Matières : Procédure
Mots clés : Moyen insuffisamment justifié
En l’état des affirmations insuffisamment justifiées l’arrêt attaqué ne met pas la Cour de Cassation en mesure d’exercer son contrôle.
Cassation : Ordinaire
Nature : Civile
Solution : Cassation
Arrêt N° 144 du 9 juin 2009
Dossier n° 558/07-CO
CASSATION - MOYEN INSUFFISAMMENT JUSTIFIE
« En l’état des affirmations insuffisamment justifiées l’arrêt attaqué ne met pas la Cour de Cassation en mesure d’exercer son contrôle. »
R.J.
C/
Epoux R.A./R.F.
REPUBLIQUE DE MADAGASCAR
AU NOM DU PEUPLE MALAGASY
La Cour Suprême, Cour de Cassation Chambre Civile Commercial et Sociale, en son audience ordinaire tenue au Palais de Justice, à Anosy du mardi neuf juin deux mille neuf, a rendu l'arrêt suivant :
LA COUR
Après en avoir délibéré conformément à la loi :
Statuant sur le pourvoi de R.J., demeurant au [adresse], élisant domicile en l'étude de son conseil Maître Rakotonirairy Lalaohantasoa, avocat, Immeuble l’Oliveraie, premier étage, Zorozoroana, Commune urbaine de Fianarantsoa contre l'arrêt no73 du 18 avril 2007 de la Chambre Civile de la Cour d'Appel de Fianarantsoa rendu dans le litige l'opposant aux époux R.A./R.F.;
Vu les mémoires en demande et en défense ;
Sur les premiers et deuxièmes moyens de cassation réunies, tiré de l’article 26 de la loi organique n°2004.036 du 1er octobre 2004 sur la Cour Suprême et pris de la violation des articles 180, 270, 271, 274 alinéa 4 du Code de Procédure Civile, insuffisance de motifs équivalant à défaut de motif, non réponse à conclusion constaté par écrit, excès de pourvoir, dénaturation des éléments de la cause, fausse interprétation, manque de base légale en ce que l’arrêt attaqué s’est contenté de confirmer le jugement n° 607 du 23 aout 2005 en énonçant que la requérante n’a pu produire qu’un acte de vente concernant une partie du terrain litigieux et que le chèque postal ne pouvait remplacer un acte de vente qui est la voute de toute revendication alors que la requérante a demandé à la cour d’appel dans ses conclusion du 08 décembre 2006 que R.J.C dépose ses conclusions pour pouvoir connaitre ses intention et ses explications sur l’existence du chèque postal n° 25 du 21 janvier 1998, sur le reçu de la somme de 1 500 000 Fmg perçue à titre d’avance et attesté par écrit par les parties au bas de l’acte de vente du 20 décembre 1997, le prix du terrain vendu en premier lieu ayant été déclaré expressément payé intégralement dans même acte, que la paiement de la somme 6 000 000 Fmg, outre ce première payement au comptant, laisse supposer que la vente du reste du terrain avec la maison a bel et bien eu lieu malgré l’absence d’acte de vente constatant cette deuxième transaction, le reçu au bas du premier acte de vente constituant un avenant ou une suite du contrat et le chèque postal n°25 du 21 janvier 1998 constituant la preuve que le prix a été payé et que la vente est parfaite (premier moyen).

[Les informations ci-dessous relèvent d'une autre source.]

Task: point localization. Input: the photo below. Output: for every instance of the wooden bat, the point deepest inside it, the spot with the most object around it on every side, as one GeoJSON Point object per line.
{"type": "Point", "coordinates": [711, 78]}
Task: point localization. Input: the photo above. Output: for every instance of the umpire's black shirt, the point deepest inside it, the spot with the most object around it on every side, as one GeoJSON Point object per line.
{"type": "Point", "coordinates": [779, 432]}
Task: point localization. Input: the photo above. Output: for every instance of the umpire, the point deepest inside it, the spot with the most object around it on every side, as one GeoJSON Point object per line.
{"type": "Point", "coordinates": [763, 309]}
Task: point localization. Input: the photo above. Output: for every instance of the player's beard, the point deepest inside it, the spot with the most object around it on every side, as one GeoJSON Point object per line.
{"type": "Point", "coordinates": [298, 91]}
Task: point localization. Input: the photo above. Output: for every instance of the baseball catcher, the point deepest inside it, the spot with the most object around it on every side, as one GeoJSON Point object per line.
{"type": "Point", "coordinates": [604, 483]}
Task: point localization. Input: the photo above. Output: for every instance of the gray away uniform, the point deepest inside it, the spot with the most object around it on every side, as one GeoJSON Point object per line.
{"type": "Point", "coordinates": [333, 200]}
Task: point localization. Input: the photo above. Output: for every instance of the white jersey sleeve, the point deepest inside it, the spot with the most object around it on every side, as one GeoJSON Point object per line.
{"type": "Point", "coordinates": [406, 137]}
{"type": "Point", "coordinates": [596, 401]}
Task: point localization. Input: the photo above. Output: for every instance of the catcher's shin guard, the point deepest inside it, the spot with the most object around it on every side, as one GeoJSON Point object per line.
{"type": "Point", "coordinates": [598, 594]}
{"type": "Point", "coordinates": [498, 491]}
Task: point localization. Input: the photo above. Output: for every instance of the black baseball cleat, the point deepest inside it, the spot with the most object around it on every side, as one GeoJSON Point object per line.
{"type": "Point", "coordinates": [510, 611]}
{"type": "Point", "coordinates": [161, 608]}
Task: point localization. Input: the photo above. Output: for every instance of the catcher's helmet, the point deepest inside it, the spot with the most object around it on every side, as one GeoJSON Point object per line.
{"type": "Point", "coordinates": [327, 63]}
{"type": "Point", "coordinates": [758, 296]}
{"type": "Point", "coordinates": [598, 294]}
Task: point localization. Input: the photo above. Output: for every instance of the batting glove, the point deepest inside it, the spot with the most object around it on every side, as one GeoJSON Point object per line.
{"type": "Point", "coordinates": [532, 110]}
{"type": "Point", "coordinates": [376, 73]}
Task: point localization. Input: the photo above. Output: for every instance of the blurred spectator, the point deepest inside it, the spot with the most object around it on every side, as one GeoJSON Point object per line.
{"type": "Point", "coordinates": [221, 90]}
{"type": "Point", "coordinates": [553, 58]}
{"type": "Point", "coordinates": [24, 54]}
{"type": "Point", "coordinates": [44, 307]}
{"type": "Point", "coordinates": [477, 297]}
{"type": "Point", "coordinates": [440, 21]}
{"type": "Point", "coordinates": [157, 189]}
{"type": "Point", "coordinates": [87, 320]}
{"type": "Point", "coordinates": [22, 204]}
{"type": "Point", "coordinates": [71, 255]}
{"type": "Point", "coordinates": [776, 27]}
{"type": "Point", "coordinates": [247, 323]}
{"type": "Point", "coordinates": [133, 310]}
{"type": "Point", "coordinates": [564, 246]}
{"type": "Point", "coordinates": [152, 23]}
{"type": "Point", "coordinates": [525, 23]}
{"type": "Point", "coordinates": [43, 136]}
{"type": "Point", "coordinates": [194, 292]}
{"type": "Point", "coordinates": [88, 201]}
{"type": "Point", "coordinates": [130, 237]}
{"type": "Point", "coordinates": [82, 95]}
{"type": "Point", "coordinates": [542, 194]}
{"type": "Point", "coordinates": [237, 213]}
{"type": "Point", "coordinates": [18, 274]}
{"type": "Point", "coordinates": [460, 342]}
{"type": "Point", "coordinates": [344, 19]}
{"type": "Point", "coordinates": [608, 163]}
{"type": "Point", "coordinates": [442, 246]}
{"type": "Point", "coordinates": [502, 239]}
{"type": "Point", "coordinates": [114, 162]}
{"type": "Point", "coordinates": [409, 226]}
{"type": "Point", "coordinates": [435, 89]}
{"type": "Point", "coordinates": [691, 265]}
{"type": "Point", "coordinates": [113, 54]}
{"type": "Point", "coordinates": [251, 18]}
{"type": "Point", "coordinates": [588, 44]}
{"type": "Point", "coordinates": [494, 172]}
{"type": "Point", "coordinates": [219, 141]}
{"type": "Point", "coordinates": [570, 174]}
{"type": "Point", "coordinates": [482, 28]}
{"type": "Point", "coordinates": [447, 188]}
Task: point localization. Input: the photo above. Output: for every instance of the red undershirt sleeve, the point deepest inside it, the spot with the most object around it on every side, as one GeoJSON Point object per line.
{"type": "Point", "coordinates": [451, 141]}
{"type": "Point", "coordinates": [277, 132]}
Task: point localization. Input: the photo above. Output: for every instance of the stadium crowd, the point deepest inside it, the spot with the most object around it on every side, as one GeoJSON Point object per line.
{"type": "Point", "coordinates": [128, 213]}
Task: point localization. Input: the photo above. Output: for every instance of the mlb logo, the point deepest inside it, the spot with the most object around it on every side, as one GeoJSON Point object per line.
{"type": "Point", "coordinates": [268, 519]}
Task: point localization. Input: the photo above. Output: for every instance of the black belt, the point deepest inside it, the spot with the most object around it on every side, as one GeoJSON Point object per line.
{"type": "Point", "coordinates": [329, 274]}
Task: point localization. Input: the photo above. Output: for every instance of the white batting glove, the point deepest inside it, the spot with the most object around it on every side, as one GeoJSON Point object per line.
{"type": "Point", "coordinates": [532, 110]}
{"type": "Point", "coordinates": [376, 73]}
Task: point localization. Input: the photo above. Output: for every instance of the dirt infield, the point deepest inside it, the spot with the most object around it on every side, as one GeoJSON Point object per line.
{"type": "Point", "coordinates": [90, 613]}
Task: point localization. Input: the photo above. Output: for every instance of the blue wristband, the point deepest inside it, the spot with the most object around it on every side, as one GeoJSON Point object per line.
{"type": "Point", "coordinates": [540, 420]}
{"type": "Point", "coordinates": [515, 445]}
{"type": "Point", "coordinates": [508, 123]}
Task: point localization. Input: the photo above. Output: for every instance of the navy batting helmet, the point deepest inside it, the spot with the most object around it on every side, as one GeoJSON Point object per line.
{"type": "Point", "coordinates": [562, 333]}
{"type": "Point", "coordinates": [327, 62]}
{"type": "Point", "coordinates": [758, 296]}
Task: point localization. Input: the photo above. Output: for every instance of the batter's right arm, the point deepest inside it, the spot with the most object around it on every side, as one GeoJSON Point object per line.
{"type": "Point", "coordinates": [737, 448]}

Vu les textes de loi visés au moyen ;
Attendu que pour débouter R.J. de ses demandes en annulation de l'acte de vente du 18 mai 2002 et en expulsion des époux R.A.F de la propriété sise à Ankofika Avaratra au lot II F 55 le jugement du 23 août 2005 dont les motifs ont été adoptés par la Cour d' Appel a retenu que la demanderesse n'a pu produire qu'un acte de vente daté du 20 décembre 1997 portant sur une partie du terrain litigieux et ne justifie d'aucun droit ni titre sur la parcelle restante sur laquelle se trouve édifiée une maison ;
Attendu qu'en l'état de ses affirmations insuffisamment justifiées, l'arrêt attaqué ne met pas la Cour de cassation en mesure d’exercer son contrôle ;
Attendu que les deux moyens réunis sont fondés ;
PAR CES MOTIFS
CASSE ANNULE l'arrêt n073 du 18 avril 2007 de la Chambre Civile de la Cour d’Appel de Fianarantsoa ;
Ordonne la restitution de l’amende de cassation ; Condamne les défendeurs aux dépens.
Ainsi jugé et prononcé par la Cour Suprême, Cour de Cassation, Chambre Civile Commerciale et Sociale, en son audience publique, les jour, mois et an que dessus.
Où étaient présents :
La minute du présent arrêt a été signée par le Président, le Rapporteur et le Greffier.